What Is Rental income?
To put it simply, rental income is the rent payments you receive from your tenants. Depending on the lease agreement and the type of rental property (long-term or short-term), you would probably either collect rent on a monthly, or weekly basis.
Typically, traditional rental units are leased for longer periods of time and therefore, rent is paid monthly. Short-term rentals, such as Airbnb rentals, are usually only rented out for a couple of days; in this case, you can collect rent payments per night or at the end of the guest’s stay.
It’s important to note the difference between gross rental income and net rental income. Gross rental income is what was mentioned above- the amount of money you collect in rent payments. However, net rental income is the amount of profit you make after factoring in expenses (management costs, mortgage payments, maintenance, etc.). This figure would be a better representation of the actual cash flow of your rental property.
Related: How to Find Positive Cash Flow Properties
Rental Income Calculation
If you’re trying to calculate rental income of a potential investment, there are multiple ways to go about it. The simplest case is if the property is already being rented out and has a pre-determined rental rate. This is a straight-forward calculation. You simply multiply the rental rate with the number of tenants and subtract expenses and vacancy rates to get your monthly rental income.

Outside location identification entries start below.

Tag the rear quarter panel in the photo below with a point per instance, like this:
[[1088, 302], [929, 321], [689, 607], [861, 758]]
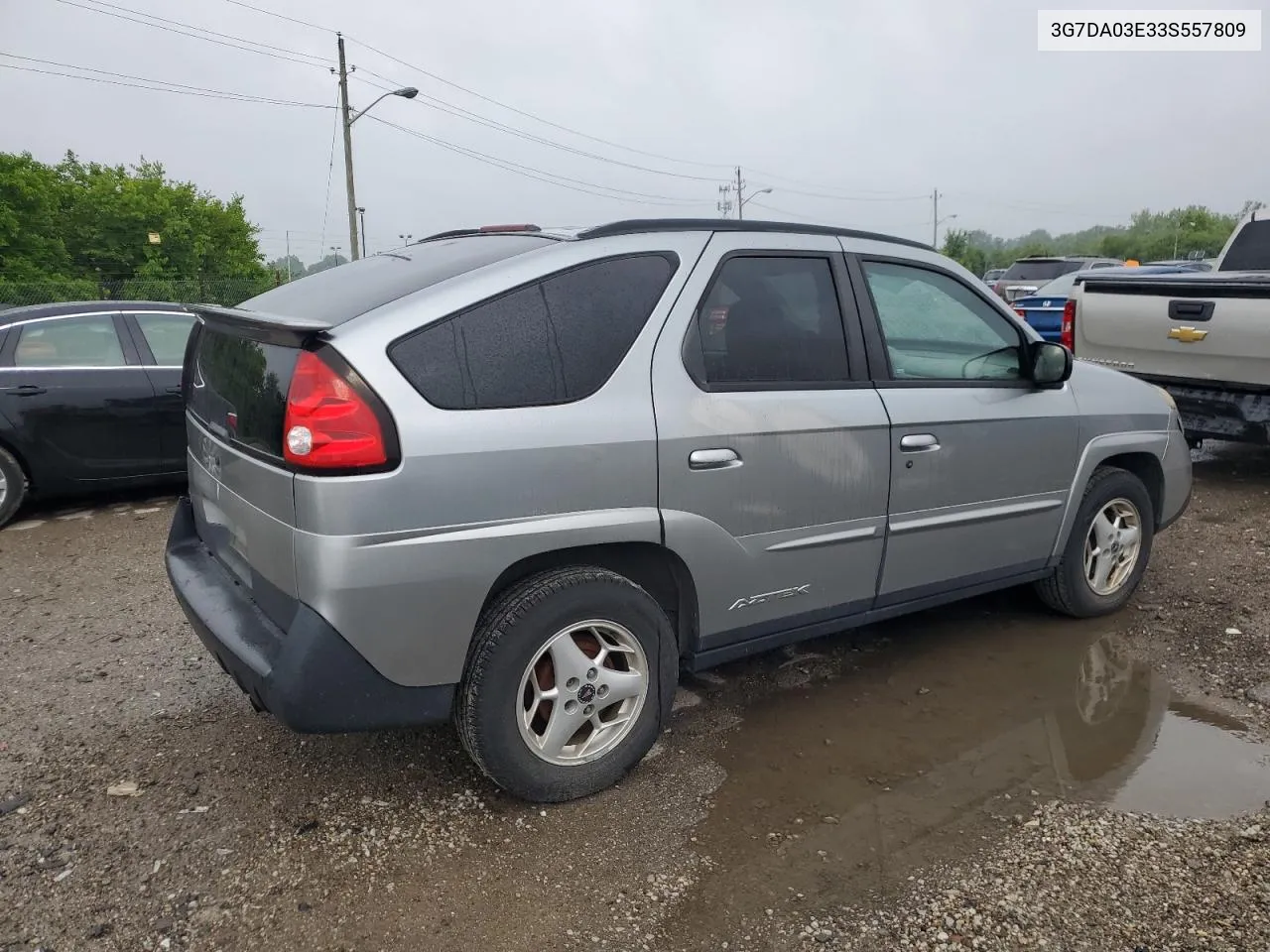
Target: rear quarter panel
[[402, 562], [1121, 416]]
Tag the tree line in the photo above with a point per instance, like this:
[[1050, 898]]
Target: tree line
[[85, 230], [1194, 231]]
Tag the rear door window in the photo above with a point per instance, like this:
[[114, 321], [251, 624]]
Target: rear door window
[[238, 389], [70, 341], [167, 335], [552, 341], [937, 327], [772, 321]]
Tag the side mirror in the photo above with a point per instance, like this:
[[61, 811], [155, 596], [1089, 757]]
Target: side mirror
[[1051, 363]]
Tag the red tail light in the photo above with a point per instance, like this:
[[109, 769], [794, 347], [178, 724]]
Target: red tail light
[[1067, 334], [331, 421]]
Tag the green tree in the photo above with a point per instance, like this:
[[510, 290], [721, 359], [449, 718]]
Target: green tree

For example, an apartment building is currently housing 12 tenants. The monthly rent payment is $400. To calculate rental income, you would multiply 12 by $400, and get $4,800 as your gross rental income. Expenses (including vacancy rate) come out to be $700. Including this would give us a monthly rental income of $4,100.
Related: The Top 6 Strategies to Boost Your Rental Income as a Real Estate Investor
How to Calculate Rental Income: The Complications
Realistically, when on the hunt for a new investment prospect, the financials aren’t as clear-cut as our first example makes them out to be. For starters, investors many times find themselves having to set the rental rate.
How to Determine Rental Rate
The most practical way to go about this is to look at real estate comps. These are comparable rentals to your prospective property. Setting the right rental rate can make or break the attractiveness of your property. You could find the best rental property, but not succeed. Why? Well, if you set the rent too high, tenants won’t be interested. If you set one too low, you won’t be making a profit and the investment could be a bust.
Real estate comps play a crucial role in avoiding this. By researching similar rental properties in the market, and determining the local rental rate, you can set an acceptable rental rate. Note that when we say “similar rental properties,” we don’t mean exact. Because realistically, it would be near impossible to find two identical properties to compare. However, if you locate a couple of similar properties and adjusting for their differences, such as occupancy rate, you can determine a suitable rental rate.
Search for investment properties here and the analysis for each property will include the best real estate comps ready to go!
Annual Rental Income
Learning how to calculate rental income is key for one main reason: return on investment. Finding the ROI of a rental property can only be done once the annual rental income is found. So annual rental income is simply your monthly rental income multiplied by 12. Add your equity build to get your net annual income.
Now, to find your returns, you would divide the net annual income by the initial investment cost and express the results as a percentage. A rental ROI is attractive in the 4-10% range. Of course, depending on property-specific details, you can adjust the acceptable ROI to be higher or lower.
Related: How to Calculate the Rate of Return on a Rental Property
Rental Income Calculator
This is how to calculate rental income the easy way. One of the best real estate investment tools is a rental property calculator. This tool includes the rental income calculator, as well as a calculator for other important ROI metrics (cash on cash return, cap rate, cash flow, and so on). You simply enter the property’s basic information, such as its cost and other expenses, and the calculator does everything else. It can even show you real estate comps!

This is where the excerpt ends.